Malam gempar di langit Jakarta di bulan Ramadan, hawa panas menyerang kepala, hati di amuk dendam ingin berkuasa. Orang-orang gaduh, bayang-bayang kelam saling menikam, masa lalu yang suram mengerang ingatan.
Aku dengar namaMu di teriakkan, aku dengar jejak pasukan seakan menuju perang, apakah Badar kan terulang lalu siapa yang di perangi, siapa yang memicu peperangan sedang negara ini aman dan tenteram.Â
Para fakir yang biasa tertidur di pinggir jalan terbangun, menyingkir, melepas selimut kumalnya dan bertanya satu sama lain, ada apa gerangan? Apakah ini malam Lailatul Qadar, akankah datang keberkahan bagi sesama.

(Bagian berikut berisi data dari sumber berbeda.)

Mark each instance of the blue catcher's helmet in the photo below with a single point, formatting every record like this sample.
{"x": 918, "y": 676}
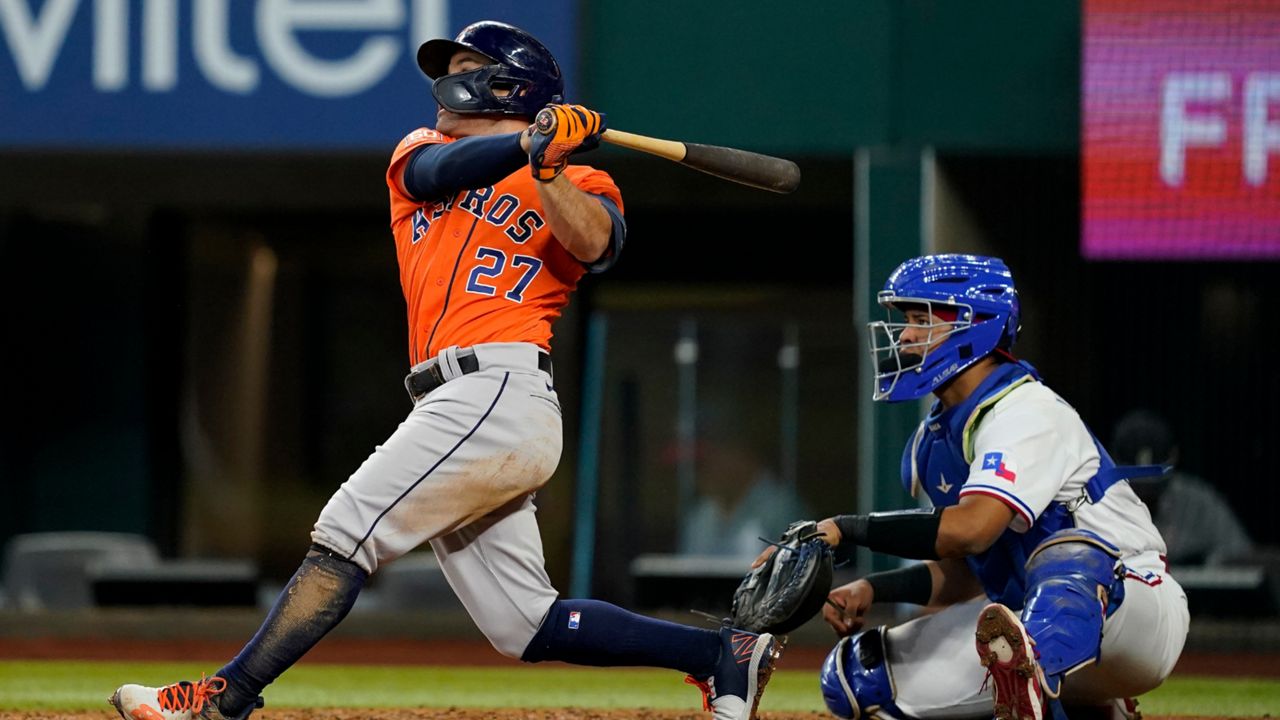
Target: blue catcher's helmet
{"x": 521, "y": 65}
{"x": 978, "y": 305}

Di kejauhan asap hitam mengepul, ada api membakar mobil-mobil, ada api di antara kawat berduri dan bulan menunduk sedih tak berani berkata apa-apa dan ini adalah pemberontakan brutal demi sebuah kuasa dunia.
Ini bulan baik mengapa kalian tak memerangi diri kalian sendiri, mengapa kalian menodai kesucian Ramadan hanya demi kekuasaan yang tak secuil pun kalian bisa kuasai tanpa ridhoNya, bumi pertiwi sudah teramat luka untuk di ciderai.
Kalah dan menang bukan sebuah ukuran kejayaan diri masing-masing mempunyai hikmah dan arti yang lebih penting dari itu adalah persaudaraan, saling menghargai satu sama lain.Â
Malam yang gempar di langit Jakarta dan aku menangis sedih, nyawa manusia telah hilang, demi apa, untuk apa.